HtN: At the end of In the Same Breath, you express the worry that the effect of the pandemic will not be good for democracy versus authoritarianism. Do you feel like it had a direct effect on that in China? I feel like it definitely has had an effect on that in the United States, but I mean, China, if we look at what’s been happening in Hong Kong, certainly was headed down that path, with or without the pandemic. But do you think the pandemic has helped accelerate that process? 

NW: Absolutely. I think in two ways. One is the world’s approval of China, whether it’s governments or experts or academics, approving China’s response as somehow positive, in a way that’s “Yeah, it first started there, but look how quickly they controlled it, how well they’re doing.” I’ve heard numerous comments like that.

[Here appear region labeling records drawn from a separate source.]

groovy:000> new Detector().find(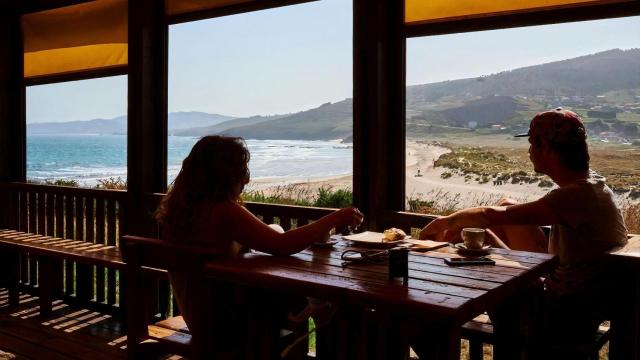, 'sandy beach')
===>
[248,141,549,207]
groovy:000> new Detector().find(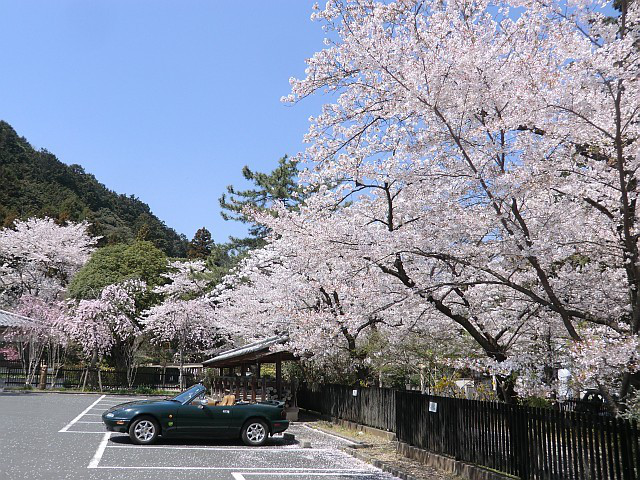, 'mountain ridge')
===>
[0,120,187,257]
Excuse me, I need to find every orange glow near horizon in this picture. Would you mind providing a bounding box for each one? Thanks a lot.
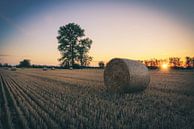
[0,1,194,66]
[161,63,169,70]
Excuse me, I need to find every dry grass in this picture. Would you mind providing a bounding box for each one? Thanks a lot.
[0,69,194,129]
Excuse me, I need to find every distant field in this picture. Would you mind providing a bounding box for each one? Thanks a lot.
[0,69,194,129]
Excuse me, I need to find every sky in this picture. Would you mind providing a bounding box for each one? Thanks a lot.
[0,0,194,65]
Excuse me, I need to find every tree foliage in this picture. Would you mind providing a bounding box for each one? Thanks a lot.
[19,59,31,68]
[57,23,92,67]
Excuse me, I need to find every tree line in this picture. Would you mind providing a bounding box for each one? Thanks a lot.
[141,56,194,69]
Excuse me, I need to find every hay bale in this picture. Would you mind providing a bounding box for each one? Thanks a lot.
[104,58,150,93]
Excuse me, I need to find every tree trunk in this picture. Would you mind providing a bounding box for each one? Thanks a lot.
[71,44,74,68]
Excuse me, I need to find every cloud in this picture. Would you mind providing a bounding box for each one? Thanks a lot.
[0,14,24,33]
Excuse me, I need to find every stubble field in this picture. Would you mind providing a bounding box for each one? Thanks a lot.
[0,69,194,129]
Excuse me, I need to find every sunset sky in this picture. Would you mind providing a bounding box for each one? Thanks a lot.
[0,0,194,65]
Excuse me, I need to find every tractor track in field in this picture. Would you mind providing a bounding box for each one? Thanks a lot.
[0,71,25,129]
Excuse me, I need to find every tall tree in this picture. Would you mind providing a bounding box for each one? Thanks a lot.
[77,38,92,66]
[57,23,85,67]
[185,56,192,67]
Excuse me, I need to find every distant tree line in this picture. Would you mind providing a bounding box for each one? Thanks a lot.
[141,56,194,69]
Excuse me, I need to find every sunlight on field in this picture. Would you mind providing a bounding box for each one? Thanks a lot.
[161,64,169,70]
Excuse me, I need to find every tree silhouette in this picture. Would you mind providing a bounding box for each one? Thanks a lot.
[57,23,92,67]
[19,59,31,68]
[98,61,105,68]
[169,57,181,67]
[77,38,92,66]
[185,56,192,68]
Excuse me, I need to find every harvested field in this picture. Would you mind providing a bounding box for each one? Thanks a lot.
[0,69,194,129]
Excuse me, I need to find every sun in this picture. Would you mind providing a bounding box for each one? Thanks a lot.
[161,64,168,69]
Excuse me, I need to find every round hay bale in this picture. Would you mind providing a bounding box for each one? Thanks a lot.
[11,67,16,71]
[104,58,150,93]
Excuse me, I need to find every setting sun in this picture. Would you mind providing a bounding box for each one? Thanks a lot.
[161,64,168,69]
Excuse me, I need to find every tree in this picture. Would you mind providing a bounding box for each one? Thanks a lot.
[169,57,181,67]
[185,56,192,68]
[77,38,92,66]
[98,61,105,69]
[57,23,91,67]
[82,55,92,66]
[19,59,31,67]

And by doing so, it is an approval of the authoritarian government system. And it’s not seeing the full reality and damage and tragedy that the Chinese people have suffered. 

And the other one is…well, there are multiple things; I can think of three now. Another thing is, there are not enough checks and balances. There are no international mechanisms, human-rights organizations, or governments that can hold the Chinese government accountable, or can act as a check. There is no such place, because all the international institutions have been weakened and you can see that from what happened in Hong Kong, because no one can prevent it from happening. 

And then the other thing is that within China, domestically, since the pandemic, there is increased surveillance in the name of contact tracing and everybody now has an app. Nobody has any privacy. That has become fully accepted because of the pandemic, and nobody questions it.

HtN: Interesting. I’m sorry to hear that, but it’s interesting. How is your family now, health-wise, in China? I’ve seen them now in multiple films. Is everyone okay? 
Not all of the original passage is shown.